What are the 5 stages of grief?

  1. Denial

  2. Anger

  3. Bargaining

  4. Depression

  5. Acceptance




Denial is often the first stage of grief. It helps your mind deal with the sudden loss of a loved one. Denial tends to create a state of shock or a feeling of numbness. You cannot accept the loss, so you deny reality. You may also deny your emotions.


Denial is a helpful emotion. It makes it easier to only focus on the emotions that you can handle. It gives you time to process your feelings. However, as the denial starts to fade away, the emotions that you suppressed can come rushing back.




Most people experience anger during the grieving process. You may even direct your anger at the departed. For example, you may feel betrayed that they left you. Others may direct their anger at God, doctors, or friends and family who could have intervened somehow.


Anger often comes from a lack of connection. For example, you may feel lost after losing a loved one. Anger helps fill this void by giving you somewhere to direct your energy. While anger can lead to poor decision-making and other consequences, it is also a sign of the intensity of your loss.

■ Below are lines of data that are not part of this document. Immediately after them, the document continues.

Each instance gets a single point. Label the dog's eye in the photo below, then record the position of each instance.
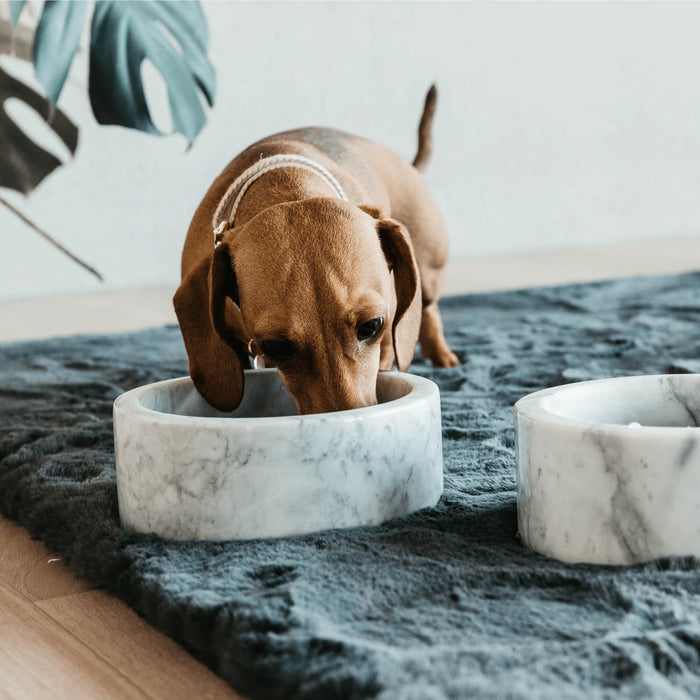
(278, 350)
(370, 329)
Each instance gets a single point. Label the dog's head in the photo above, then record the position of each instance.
(315, 285)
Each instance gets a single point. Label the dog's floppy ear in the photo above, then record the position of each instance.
(205, 306)
(398, 252)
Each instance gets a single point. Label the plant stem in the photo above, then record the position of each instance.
(51, 240)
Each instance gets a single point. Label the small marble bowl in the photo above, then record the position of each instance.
(187, 471)
(609, 470)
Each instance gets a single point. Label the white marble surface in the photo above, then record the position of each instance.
(187, 471)
(609, 470)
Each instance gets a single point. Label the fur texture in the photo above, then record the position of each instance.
(442, 604)
(302, 269)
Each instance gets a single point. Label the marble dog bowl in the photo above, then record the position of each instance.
(187, 471)
(609, 470)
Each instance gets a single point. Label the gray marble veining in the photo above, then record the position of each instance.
(187, 471)
(609, 470)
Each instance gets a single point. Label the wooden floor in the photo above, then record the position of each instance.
(59, 638)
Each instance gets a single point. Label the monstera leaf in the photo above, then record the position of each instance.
(55, 43)
(124, 34)
(24, 164)
(16, 7)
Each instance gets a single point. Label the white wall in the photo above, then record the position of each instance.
(558, 125)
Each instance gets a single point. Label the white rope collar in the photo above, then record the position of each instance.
(226, 211)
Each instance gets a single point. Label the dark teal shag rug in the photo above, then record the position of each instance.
(442, 604)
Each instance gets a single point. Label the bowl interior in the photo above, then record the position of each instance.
(662, 401)
(265, 396)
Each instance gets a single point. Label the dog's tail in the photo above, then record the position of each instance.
(425, 134)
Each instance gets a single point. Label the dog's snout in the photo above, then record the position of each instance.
(315, 401)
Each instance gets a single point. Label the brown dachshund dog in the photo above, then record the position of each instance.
(322, 253)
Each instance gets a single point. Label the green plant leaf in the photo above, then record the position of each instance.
(24, 164)
(55, 43)
(126, 33)
(16, 7)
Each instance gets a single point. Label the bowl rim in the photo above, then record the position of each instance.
(533, 407)
(422, 388)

Bargaining sometimes comes before a loss. For example, you may bargain with God to spare your loved one. After the loss, you may continue to bargain. For instance, people often try to form a truce with a higher power, claiming that they will devote their lives to a specific cause if they can reverse the loss.


People also frequently use “what/if” scenarios during this stage of grief. You may start replaying the events or circumstances that led to the loss. It is common for grievers to question their actions and wonder if they could have done anything differently to prevent the loss.




Depression can occur at any point during the grieving process. However, depression is more common and often more severe after anger and bargaining.


The previous stages keep people focused on the past. You may become so focused on your loss that you are not really in the present moment. When you stop and consider your current situation, you experience depression.




Acceptance is the final stage of grief. It occurs when an individual accepts their loss. Finally, they accept the reality of the situation, which allows them to decide on their path forward.

Acceptance does not mean that the person is “over” their loss. It simply means that they accept the loss and understand the need to continue living.


Individuals who gain acceptance may still experience depression, anger, or bargaining moments. However, they are at a stage where they can start exploring new connections and opportunities.


What are the types of therapy or support tools used for grief counseling?

Some of the types of grief counseling and techniques used include:


  • Individual grief counseling

  • Group therapy

  • Complicated grief counseling

  • Traumatic grief therapy

  • Art therapy

  • Cognitive-behavioral therapy (CBT)

  • Acceptance and commitment therapy (ACT)

  • Play therapy


Each type of counseling or therapy offers different methods for dealing with grief and its impact on everyday activities.